Think about the compiler part of it, for a second. So what if the compiler supports multiple targets? Each compiled program will only be able to run on that one platform! Does that sound like OpenGL to you? Even if they allow a mechanism where the code can be targeted to multiple platforms in one executable, they're still making that decision at compile time. As opposed to at runtime, like OpenGL 2.0. That means that an executable today will be able to run on future hardware. Not true with Cg. Also, the compiler they talk about in Cg is an NVidia product. They're giving it away like free beer, not like free speach. In order for any given company to have Cg targeted to their platform, they'll need to go through NVidia to make it happen. Doesn't this scare you?
Other video card manufacturers can not write their own compilers. The intended method is for other manufacturers to provide new "profiles" (eg fp20, vp20, dx8vs, dx8ps) which will be integrated into the one and only Cg compiler, which NVidia controls.
That's how it locks people in to NVidia.
I'm not talking about ATI. I'm talking about 3dlabs, the people who created the OpenGL 2.0 standard.
I agree that it's to NVidia's advantage to release their hardware sooner rather than later, and that the OpenGL 2.0 standard won't be a standard for some time to come. But NVidia could put their weight behind it, or they could write their own thing. They chose to abandon OpenGL 2.0. Entirely. And they're hoping everyone else will, too.
The Cg language is different from the OpenGL 2.0 shader and vertex language. They're different, but they do the same thing, essentially. To rephrase your question, perhaps someone will be able to provide a translator from Cg to OpenGL 2.0 and vice-versa.

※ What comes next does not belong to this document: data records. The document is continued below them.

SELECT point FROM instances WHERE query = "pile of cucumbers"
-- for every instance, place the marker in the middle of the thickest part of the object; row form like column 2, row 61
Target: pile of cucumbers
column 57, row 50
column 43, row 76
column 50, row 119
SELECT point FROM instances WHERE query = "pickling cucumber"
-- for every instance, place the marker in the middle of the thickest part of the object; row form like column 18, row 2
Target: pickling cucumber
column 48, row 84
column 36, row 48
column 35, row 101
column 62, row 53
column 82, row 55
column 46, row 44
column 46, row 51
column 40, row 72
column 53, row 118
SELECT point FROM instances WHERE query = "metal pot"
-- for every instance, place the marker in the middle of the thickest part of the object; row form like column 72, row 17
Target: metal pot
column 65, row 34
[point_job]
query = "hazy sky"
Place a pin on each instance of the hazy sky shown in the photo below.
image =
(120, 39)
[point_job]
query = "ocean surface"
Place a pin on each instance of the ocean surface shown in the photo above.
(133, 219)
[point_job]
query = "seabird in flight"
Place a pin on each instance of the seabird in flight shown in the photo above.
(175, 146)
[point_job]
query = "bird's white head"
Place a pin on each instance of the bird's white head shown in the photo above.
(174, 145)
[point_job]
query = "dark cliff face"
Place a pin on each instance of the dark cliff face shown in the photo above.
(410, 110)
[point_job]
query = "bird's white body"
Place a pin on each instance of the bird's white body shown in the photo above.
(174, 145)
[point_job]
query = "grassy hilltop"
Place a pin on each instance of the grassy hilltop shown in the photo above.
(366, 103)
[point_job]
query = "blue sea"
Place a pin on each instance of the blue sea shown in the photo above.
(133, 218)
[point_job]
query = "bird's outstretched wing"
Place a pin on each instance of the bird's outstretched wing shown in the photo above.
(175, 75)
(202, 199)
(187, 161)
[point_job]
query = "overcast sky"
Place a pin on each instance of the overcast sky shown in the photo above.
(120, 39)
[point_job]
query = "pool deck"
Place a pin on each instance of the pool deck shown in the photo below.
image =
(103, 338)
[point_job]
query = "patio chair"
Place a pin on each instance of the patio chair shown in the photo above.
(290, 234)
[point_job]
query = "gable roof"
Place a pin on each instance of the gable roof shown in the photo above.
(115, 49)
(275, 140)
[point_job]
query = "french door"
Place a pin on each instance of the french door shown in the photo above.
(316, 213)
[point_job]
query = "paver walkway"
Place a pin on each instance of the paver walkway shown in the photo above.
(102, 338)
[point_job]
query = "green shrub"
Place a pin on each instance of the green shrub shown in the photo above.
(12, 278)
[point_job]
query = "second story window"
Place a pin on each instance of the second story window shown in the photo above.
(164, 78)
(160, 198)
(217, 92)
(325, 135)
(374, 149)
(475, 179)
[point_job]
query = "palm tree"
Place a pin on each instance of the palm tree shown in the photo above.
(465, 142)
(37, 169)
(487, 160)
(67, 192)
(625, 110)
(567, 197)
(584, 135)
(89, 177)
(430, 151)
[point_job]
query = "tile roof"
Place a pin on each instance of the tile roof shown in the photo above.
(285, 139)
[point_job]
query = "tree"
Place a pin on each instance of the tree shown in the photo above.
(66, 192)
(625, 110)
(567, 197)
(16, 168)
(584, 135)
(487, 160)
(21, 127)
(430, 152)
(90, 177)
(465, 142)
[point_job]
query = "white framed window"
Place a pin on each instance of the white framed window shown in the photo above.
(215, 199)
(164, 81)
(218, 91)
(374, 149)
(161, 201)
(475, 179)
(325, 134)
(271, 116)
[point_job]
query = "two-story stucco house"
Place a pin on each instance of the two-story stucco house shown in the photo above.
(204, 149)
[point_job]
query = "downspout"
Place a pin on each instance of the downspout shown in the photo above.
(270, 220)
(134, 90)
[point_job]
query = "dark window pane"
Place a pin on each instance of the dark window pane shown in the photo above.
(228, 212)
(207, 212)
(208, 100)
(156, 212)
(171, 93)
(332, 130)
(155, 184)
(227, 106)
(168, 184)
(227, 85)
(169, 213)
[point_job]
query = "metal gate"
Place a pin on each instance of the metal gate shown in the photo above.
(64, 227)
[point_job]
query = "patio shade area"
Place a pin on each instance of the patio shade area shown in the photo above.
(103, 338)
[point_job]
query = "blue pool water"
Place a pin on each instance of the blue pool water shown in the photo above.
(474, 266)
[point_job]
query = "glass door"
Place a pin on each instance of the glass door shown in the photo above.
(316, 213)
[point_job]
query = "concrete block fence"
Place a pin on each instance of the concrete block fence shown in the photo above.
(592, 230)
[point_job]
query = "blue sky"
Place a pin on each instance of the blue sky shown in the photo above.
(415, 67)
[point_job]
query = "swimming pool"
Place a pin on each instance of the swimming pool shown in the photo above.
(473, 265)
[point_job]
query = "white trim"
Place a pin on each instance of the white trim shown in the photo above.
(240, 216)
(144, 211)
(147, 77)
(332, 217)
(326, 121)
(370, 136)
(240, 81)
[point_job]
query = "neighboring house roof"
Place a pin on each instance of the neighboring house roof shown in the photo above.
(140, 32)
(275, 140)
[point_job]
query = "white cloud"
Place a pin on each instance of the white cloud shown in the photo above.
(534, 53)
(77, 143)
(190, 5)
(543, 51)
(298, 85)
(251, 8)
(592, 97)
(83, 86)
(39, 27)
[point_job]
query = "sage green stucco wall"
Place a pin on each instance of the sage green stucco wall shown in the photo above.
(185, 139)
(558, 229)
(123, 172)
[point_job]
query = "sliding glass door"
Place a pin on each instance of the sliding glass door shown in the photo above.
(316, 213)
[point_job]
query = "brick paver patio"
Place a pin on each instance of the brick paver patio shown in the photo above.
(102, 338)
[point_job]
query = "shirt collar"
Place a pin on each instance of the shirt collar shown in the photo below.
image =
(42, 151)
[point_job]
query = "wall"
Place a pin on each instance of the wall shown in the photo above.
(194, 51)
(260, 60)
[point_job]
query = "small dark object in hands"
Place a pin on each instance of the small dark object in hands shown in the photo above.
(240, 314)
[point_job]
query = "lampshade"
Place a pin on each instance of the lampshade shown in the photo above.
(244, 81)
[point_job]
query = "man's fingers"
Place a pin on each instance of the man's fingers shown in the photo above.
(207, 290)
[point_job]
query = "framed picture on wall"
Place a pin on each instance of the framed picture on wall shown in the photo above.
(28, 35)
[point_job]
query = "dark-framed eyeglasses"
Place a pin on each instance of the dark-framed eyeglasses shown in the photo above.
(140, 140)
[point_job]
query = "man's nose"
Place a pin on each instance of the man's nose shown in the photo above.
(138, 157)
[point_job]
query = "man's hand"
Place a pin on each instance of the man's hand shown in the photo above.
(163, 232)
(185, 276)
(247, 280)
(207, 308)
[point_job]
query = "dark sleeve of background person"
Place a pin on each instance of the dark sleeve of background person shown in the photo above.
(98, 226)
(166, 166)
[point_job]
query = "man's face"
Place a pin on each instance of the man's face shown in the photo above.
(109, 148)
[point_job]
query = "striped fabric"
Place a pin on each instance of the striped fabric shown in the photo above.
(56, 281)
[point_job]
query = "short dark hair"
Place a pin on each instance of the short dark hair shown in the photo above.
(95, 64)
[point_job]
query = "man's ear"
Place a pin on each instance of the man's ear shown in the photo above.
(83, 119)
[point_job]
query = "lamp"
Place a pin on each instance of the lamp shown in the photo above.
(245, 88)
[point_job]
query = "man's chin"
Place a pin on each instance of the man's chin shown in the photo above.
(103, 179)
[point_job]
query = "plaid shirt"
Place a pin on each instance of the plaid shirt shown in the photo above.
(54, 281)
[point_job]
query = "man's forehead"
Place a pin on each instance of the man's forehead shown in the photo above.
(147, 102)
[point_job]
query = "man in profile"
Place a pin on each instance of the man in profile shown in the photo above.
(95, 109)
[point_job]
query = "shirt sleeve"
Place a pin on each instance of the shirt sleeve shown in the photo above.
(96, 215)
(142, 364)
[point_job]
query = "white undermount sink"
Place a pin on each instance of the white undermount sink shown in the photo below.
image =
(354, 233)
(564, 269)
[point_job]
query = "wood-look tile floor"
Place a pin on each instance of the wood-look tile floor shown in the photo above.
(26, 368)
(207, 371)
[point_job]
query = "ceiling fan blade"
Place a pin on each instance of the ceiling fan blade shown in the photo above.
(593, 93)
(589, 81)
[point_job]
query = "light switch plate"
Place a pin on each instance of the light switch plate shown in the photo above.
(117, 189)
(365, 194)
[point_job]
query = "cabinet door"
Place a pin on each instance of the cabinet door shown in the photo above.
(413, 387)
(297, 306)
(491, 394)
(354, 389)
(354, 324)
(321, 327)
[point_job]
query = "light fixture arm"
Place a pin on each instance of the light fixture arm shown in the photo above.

Just as people have created a layer that makes DirectX work on top of OpenGL.
Is there really a question in your mind about whether OpenGL is a better standard that we can all live with than DirectX?
The possible objections are the fact that DirectX has more features than OpenGL. Well, that's why OpenGL 2.0 is a good thing.
Throwing Cg into the mix doesn't make OpenGL 2.0 any less of a good thing.
I'm pissed at NVidia for deciding to go with a closed standard, rather than an open standard. What else is new?
Re:What Cg means (Score:4, Informative)
http://wwwvis.informatik.uni-stuttgart.de/~enge
That's being done in realtime. They're doing more than just slapping slices on top of eachother and letting 'em alpha blend.
--Dan